St. Clair, who also enjoys Syrah, found a kindred spirit in Allen.
“The Cabs get their space because of the worldwide demand for it, but the Syrahs from here are every bit as gorgeous as the Cabs. Very distinctive,” Allen said. “And to have a Master Sommelier come in and help us compare the wines — and to see them play out as well as they did — was phenomenal.
“Now we have ambassadors going to Milwaukee, going to Dallas, going to Las Vegas, going to California,” Allen added. “This was a smart thing to do. It’s another testament of Washington’s ability to create world-class wine. They stand shoulder-to-shoulder with the big boys.”

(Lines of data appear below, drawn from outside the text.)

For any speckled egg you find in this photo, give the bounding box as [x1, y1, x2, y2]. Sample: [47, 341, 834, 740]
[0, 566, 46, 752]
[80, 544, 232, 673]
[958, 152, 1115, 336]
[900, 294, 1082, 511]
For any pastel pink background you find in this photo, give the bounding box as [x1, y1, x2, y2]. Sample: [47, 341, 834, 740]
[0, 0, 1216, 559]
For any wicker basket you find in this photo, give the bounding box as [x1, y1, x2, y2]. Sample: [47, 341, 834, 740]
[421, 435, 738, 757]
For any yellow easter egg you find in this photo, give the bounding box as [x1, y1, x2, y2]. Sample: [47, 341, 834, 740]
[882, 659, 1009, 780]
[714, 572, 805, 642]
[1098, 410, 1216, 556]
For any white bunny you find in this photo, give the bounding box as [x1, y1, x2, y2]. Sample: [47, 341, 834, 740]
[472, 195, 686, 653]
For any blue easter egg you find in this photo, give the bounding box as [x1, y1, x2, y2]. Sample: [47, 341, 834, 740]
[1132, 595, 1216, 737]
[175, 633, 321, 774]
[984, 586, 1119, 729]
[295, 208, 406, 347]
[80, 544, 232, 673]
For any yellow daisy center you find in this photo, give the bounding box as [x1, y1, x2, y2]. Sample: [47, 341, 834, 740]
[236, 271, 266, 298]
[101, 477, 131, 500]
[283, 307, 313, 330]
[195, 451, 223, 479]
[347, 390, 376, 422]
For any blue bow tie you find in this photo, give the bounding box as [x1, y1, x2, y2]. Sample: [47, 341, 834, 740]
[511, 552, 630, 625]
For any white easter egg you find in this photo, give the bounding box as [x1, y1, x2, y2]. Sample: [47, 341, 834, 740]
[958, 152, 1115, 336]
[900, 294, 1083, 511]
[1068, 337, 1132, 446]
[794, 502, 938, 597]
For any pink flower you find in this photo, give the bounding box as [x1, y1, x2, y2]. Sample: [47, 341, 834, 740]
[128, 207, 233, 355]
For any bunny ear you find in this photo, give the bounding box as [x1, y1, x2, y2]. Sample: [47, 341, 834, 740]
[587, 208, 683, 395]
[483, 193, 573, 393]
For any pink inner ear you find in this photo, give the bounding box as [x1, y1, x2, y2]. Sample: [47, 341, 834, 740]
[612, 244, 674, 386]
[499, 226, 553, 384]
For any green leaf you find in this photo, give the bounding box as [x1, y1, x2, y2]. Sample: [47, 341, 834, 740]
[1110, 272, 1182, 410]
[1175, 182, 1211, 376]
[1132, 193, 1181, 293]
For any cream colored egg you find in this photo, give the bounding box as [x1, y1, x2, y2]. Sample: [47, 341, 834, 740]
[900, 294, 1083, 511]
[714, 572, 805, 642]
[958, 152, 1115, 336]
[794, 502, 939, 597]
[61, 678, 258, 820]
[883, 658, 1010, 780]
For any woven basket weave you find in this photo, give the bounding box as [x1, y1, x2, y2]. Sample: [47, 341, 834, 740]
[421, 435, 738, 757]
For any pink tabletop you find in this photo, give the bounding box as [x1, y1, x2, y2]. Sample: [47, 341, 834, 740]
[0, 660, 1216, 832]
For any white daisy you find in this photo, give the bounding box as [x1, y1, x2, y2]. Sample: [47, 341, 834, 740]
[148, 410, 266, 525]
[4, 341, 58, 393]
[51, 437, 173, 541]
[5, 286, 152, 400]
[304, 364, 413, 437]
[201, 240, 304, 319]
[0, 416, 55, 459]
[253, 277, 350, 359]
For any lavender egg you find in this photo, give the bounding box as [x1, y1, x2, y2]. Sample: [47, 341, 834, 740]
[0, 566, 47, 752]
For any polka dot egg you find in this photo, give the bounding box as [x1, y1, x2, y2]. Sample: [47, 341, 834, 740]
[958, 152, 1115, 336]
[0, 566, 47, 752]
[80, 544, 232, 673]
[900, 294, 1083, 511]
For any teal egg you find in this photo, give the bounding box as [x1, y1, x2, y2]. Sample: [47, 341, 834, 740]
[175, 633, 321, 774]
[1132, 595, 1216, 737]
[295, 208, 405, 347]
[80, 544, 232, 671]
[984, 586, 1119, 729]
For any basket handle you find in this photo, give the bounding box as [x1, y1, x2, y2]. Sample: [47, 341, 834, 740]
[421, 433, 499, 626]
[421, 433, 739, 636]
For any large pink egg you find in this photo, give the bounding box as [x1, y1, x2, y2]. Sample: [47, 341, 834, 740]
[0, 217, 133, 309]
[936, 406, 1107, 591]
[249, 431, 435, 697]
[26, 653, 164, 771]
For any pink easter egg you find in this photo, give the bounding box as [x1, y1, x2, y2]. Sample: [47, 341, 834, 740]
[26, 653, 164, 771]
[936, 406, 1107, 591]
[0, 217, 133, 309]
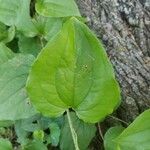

St. Clair, who graduated with a science degree from the Air Force Academy before receiving an MBA from Ohio State, enjoyed learning about the family histories and got a sense for the camaraderie among the properties large and small, nascent and historic. It was the pioneering team at Hedges Family Estate who nominated St. Clair for this Cabernet Summit, which also served to showcase The Lodge at Columbia Point, a new wine-themed luxury hotel overlooking the Columbia River in nearby Richland.
“It seems like everyone gets together really well,” St. Clair said. “Some of the new kids on the block seem a bit controversial, but they seem to have their head in the right place. Overall, I’m blown away by the wine, the hospitality, the structures, the land, the entire region. It really, really surprised me, and I’m really happy I came up.
“The people were so great and so nice — and California gets a little pretentious sometimes,” he added with a chuckle.